WHAT
HAPPENED TO THE PHYSICAL AND
ETHNIC DESCENDANTS OF ISRAEL?
Discovery
Claims in the East
If we may speak historically about the
two views regarding what happened to the descendants of Israel, I think we must
conclude that the belief that it must be the actual physical descendants of the
Ten Tribes that are to return to the Promised Land that has resulted in the
most speculative and unusual claims. This was especially true during the Medieval
period, when there was a widely held belief among Christians that when the Ten
Tribes were found, the return of the Lord Jesus to the earth would come.
Although the search for these lost
tribes had become a Christian teaching by that time, the belief that the Lost
Tribes should return to Palestine seems to be at first strictly a Jewish
phenomenon. For instance, the New
Testament Apostles and Christian writers make no mention of the need for the
return of the literal tribes of Israel in all of their teachings.
Indeed, it was at first Jewish
explorers and religious leaders who began the search for the Lost Tribes. Legends and myths abound of these adventures
and make for very fascinating, if not somewhat incredulous tales.
The early Jews believed that the Ten
Tribes desired to return from their exile, but the Lord prevented them from
doing so by placing them on the other side of a great and legendary river
called the Sambatyon. This river churned
with such fury that it was uncrossable, seething with rapids so powerful that
the river would throw up huge rocks into the air so that anyone standing nearby
would be in great danger of being crushed.
Besides that, there were mighty whirlpools that would swallow anything
flowing down the river.
Only on one day out of the week was the
river relatively placid and when a traveler could possibly cross. Alas, that day was always the Sabbath, when
the Ten Tribes, in their reverence for the day of rest, were forbidden to
travel.
The early Jews then, began their
search for their lost brothers, these Ten Tribes who were exiled beyond the
Sambatyon.
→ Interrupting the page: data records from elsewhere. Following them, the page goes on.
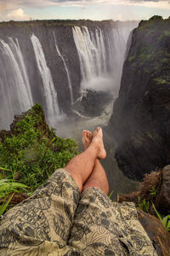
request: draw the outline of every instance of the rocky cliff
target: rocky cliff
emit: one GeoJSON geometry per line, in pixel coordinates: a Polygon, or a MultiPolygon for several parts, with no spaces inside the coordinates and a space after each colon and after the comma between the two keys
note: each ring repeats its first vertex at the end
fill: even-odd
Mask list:
{"type": "Polygon", "coordinates": [[[0,129],[8,129],[14,115],[35,102],[55,126],[56,117],[72,114],[82,90],[109,87],[117,94],[127,40],[136,26],[113,20],[0,22],[0,129]]]}
{"type": "Polygon", "coordinates": [[[109,128],[128,177],[170,162],[170,19],[154,16],[133,31],[109,128]]]}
There are, for instance, the
stories of one Benjamin, who came from a town in Spain called Tudela. Early in the twelfth century, Benjamin of
Tudela set out on a several year journey with one of his purposes being a
search for the lost tribes. He tells of
finding Jewish tribesmen in Persia
and even the names of the tribes of Israel from which they came.
There were more descendants of the Ten Tribes that he claimed to have
found in the Arabian Peninsula.
This search for the Ten Tribes
continued by others and then spread until the Christian church also became
involved. This is not surprising, since
there is a good deal of prophecy in the Bible that speaks of a reunited
kingdom. These Christians reasoned that if the tribes are to be
reunited, then the ten lost tribes must be found.
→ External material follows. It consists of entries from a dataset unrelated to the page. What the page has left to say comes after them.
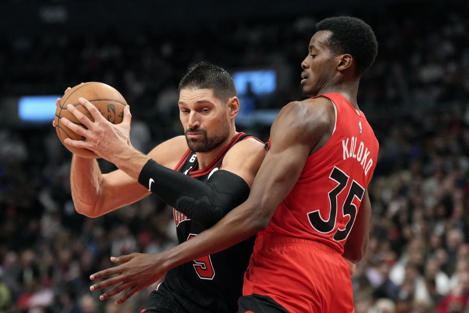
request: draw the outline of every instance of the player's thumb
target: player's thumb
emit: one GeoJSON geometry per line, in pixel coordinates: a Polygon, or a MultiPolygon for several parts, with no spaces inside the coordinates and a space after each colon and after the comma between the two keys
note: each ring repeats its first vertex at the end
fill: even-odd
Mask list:
{"type": "Polygon", "coordinates": [[[132,114],[130,114],[130,109],[128,105],[124,107],[124,118],[122,123],[130,125],[130,120],[132,119],[132,114]]]}
{"type": "Polygon", "coordinates": [[[114,263],[125,263],[132,259],[132,255],[121,255],[120,256],[111,256],[111,261],[114,263]]]}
Then there is also the fact that we all
enjoy solving a mystery, and what happened to the Ten Tribes of Israel is one
of history’s greatest mysteries.
However, in solving a mystery of history, there is no substitute for
primary documents that verify the migrations and movements of a people, such as
we have in Ezra, chapter two, concerning the return of the southern tribes of
Judah and Benjamin. Lacking those
documents, we are left to speculate.
Unfortunately, in the case of the Ten Lost Tribes, we have only
speculation.
To the Jews, the return of the Ten
Tribes to Palestine
was closely linked to the appearance of the Messiah. In the Christian community, it has sometimes
also been linked to the return of the Christ.
When an importance that great is placed
upon the matter, the temptation to exaggerate or fabricate claims of discovery
is considerable. This is not to say that
all alleged links of peoples both in the past and in the present to the tribes
of Israel are entirely without merit, but one must simply be careful and be
very thoughtful in drawing up any conclusions.